In 1861 he published a booklet of songs entitled Shirim Khadoshim, the first of about 50 publications in his lifetime. At this time, he was, in Liptzin's words, "primarily a Maskil"—a propagator of the Haskalah—"interested in instructing and aiding his people". However, his life took a tragic turn: not only did his wife die of cholera in the next decade, but all of their nine children as well, and he became, again quoting Liptzin, "a prophet of doom, admonishing his co-religionists not to venture too date along the alluring road of western enlightenment and assimilation..." [Liptzin, 1972, 49] When that doom came, in the form of the antisemitic reaction and pogrom after the assassination of Alexander II, he became again a comforter, as well as a Zionist, affiliated with the Hovevei Zion and Bilu pioneers, writing songs such as "Die Sokhe" ("The Plough") and "Shivath Zion" ("Homecoming to Zion").

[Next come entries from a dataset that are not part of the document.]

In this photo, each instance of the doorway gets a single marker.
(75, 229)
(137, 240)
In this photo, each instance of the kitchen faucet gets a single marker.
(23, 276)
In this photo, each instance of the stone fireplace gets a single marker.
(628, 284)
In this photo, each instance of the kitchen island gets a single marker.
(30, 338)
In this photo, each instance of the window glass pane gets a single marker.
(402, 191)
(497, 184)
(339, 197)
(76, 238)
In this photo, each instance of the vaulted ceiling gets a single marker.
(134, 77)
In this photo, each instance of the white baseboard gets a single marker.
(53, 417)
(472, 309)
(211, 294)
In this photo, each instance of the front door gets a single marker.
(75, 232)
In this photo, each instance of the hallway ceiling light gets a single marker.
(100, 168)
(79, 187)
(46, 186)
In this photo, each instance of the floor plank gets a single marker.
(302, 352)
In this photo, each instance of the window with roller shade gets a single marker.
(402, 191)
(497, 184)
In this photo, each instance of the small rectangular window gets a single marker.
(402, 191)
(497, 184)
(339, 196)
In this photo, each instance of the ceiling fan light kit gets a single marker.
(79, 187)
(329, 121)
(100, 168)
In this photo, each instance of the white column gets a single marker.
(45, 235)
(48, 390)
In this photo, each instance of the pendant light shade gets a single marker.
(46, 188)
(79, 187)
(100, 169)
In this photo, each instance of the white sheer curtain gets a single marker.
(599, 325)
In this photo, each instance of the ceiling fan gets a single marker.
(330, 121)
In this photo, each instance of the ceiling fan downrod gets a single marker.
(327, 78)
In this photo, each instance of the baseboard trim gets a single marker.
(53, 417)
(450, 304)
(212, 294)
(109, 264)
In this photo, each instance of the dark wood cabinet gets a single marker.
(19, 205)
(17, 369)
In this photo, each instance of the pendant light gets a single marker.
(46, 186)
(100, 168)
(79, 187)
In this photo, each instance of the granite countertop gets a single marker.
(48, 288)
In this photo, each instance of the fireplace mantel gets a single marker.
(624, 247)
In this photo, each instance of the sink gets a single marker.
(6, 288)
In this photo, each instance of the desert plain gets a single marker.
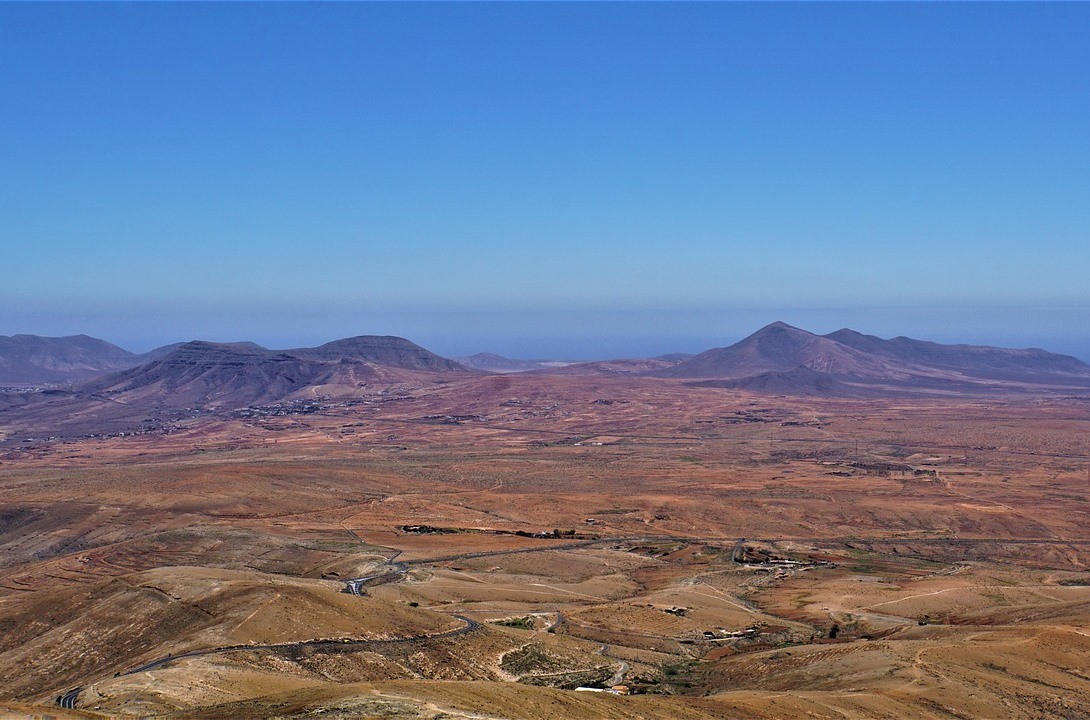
(674, 551)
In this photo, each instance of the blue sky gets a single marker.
(552, 180)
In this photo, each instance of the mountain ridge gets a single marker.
(847, 363)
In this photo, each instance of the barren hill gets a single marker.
(382, 350)
(785, 360)
(37, 360)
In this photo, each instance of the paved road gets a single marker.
(68, 699)
(339, 645)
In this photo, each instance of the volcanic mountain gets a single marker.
(785, 360)
(222, 377)
(237, 375)
(380, 350)
(35, 360)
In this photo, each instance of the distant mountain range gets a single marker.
(493, 363)
(784, 360)
(33, 360)
(778, 358)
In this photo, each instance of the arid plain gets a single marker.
(712, 552)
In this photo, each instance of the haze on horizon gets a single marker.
(574, 181)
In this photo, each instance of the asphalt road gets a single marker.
(68, 699)
(339, 645)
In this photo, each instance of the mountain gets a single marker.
(382, 350)
(493, 363)
(981, 361)
(220, 377)
(238, 375)
(789, 361)
(778, 348)
(33, 360)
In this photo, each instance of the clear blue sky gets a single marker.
(552, 180)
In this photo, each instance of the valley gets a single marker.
(709, 551)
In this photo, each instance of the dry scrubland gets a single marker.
(710, 542)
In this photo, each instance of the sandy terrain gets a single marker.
(699, 546)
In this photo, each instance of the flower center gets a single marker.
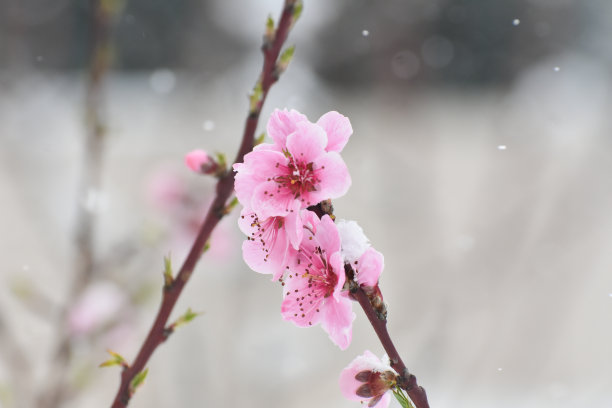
(323, 278)
(299, 178)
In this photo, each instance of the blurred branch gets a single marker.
(102, 13)
(159, 332)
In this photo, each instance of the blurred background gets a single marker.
(479, 158)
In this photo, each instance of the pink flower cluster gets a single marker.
(279, 184)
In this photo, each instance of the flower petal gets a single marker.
(297, 306)
(257, 168)
(282, 123)
(268, 201)
(307, 143)
(338, 128)
(334, 176)
(294, 225)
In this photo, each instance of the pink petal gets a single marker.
(337, 264)
(338, 319)
(302, 312)
(294, 225)
(282, 123)
(256, 259)
(369, 267)
(307, 143)
(256, 169)
(328, 236)
(334, 176)
(267, 201)
(338, 129)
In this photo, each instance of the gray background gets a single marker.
(479, 160)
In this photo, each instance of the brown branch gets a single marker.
(407, 381)
(159, 332)
(101, 21)
(376, 312)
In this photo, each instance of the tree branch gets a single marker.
(407, 381)
(225, 186)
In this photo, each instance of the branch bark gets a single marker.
(407, 381)
(225, 186)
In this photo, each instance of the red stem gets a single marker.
(225, 186)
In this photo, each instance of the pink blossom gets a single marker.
(282, 123)
(367, 378)
(274, 183)
(200, 162)
(313, 287)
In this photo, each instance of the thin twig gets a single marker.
(224, 189)
(407, 381)
(378, 319)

Zunser emigrated to New York City in 1889, and worked as a printer. However, life in New York was not conducive to his muse, and he wrote little in the years after his arrival in America, mostly poems rather than songs. En route to the New World, he wrote the hopeful "Columbus and Washington"; once there, he followed this with the far more disillusioned "Dos Goldene Land" ("The Golden Land") and "Der Greener" ("The Greenhorn"). His Zionism continued in a song urging the Jewish people to give up peddling and become farmers.

Zunser was saved from penury in his final years by a benefit performance on his behalf held at Cooper Union on March 30, 1905, which raised enough money to give him a pension. He died on September 22, 1913, and was buried in Washington Cemetery in Brooklyn.

He was far from a singer. His voice was not musical. But the sad tone one heard within it, the beautiful Yiddish, the soulful melodies – these were matchless.
— "Ale Verk", Band I, p. 18

== Works ==
- The Works of Elyokum Zunser: A Critical Edition, in two volumes, edited by Mordkhe Schaechter, YIVO, 1964.